To accomplish this, I settled on a keyhole-type shape, with two round holes connected by a channel. One hole was larger than the RCA jack, allowing me to stick it through, and the other was slightly smaller, allowing it to be held snug. The holes were connected by a channel that is wide enough for the cable to pass through. (on the right below is my first attempt, which used a hole that was too small)

After cutting the holes for the four stets of speakers (kitchen, living room, bedroom, and a spare set of holes for future expansion), I painted it black to match the piece of the desk it was replacing. The only black paint I had were a couple of cans of spray paint I found one bountiful day of treasure hunting (a.k.a. curb shopping, dumpster diving, etc.):

My only previous experience using spray paint was indoors, and resulted in everything in the room, including plenty of electronics, being covered with a yellow dust.
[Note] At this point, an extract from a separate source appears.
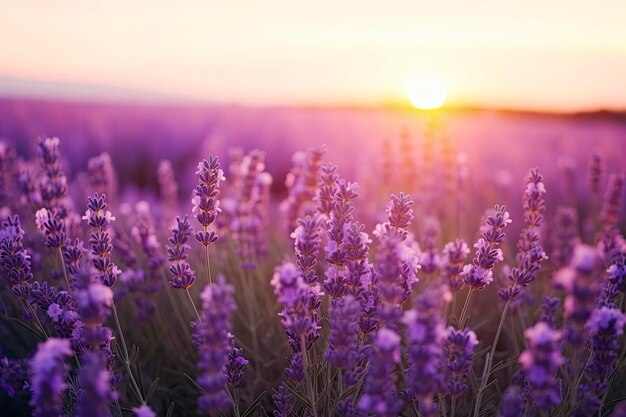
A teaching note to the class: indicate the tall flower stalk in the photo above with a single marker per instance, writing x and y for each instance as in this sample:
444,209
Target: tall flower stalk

Thankfully, this room was in somebody else's house, and the electronics were theirs, as was the bright idea of spray painting indoors.

To alleviate this problem, I taped together some newspaper pages into a cube, put the board inside, reached in with the can of spray paint and sprayed it as best as I could with the cube closed. I let the dust settle a bit and reapplied the parts that I missed (the cube filled with spray dust, completely obscuring the workpiece so you couldn't see if you had gotten it all).

The paint job worked well enough for me, for something that would most of the time be in the shadows under the desk top anyway.

The only remaining issue was that the jacks sometimes pulled out of the board when disconnecting the switch cables. This was fixed with that quintessential desktop accessory, the trusty binder clip.

Normally at this point in the blog post I'd go back and review it to make sure it makes sense and doesn't drone on too long, but I'm too tired and I might forget to come back to it if I leave it to another day.

I've built (and photographed the construction of) other things since I last blogged, and I'll maybe hopefully eventually probably get around to blogging those also.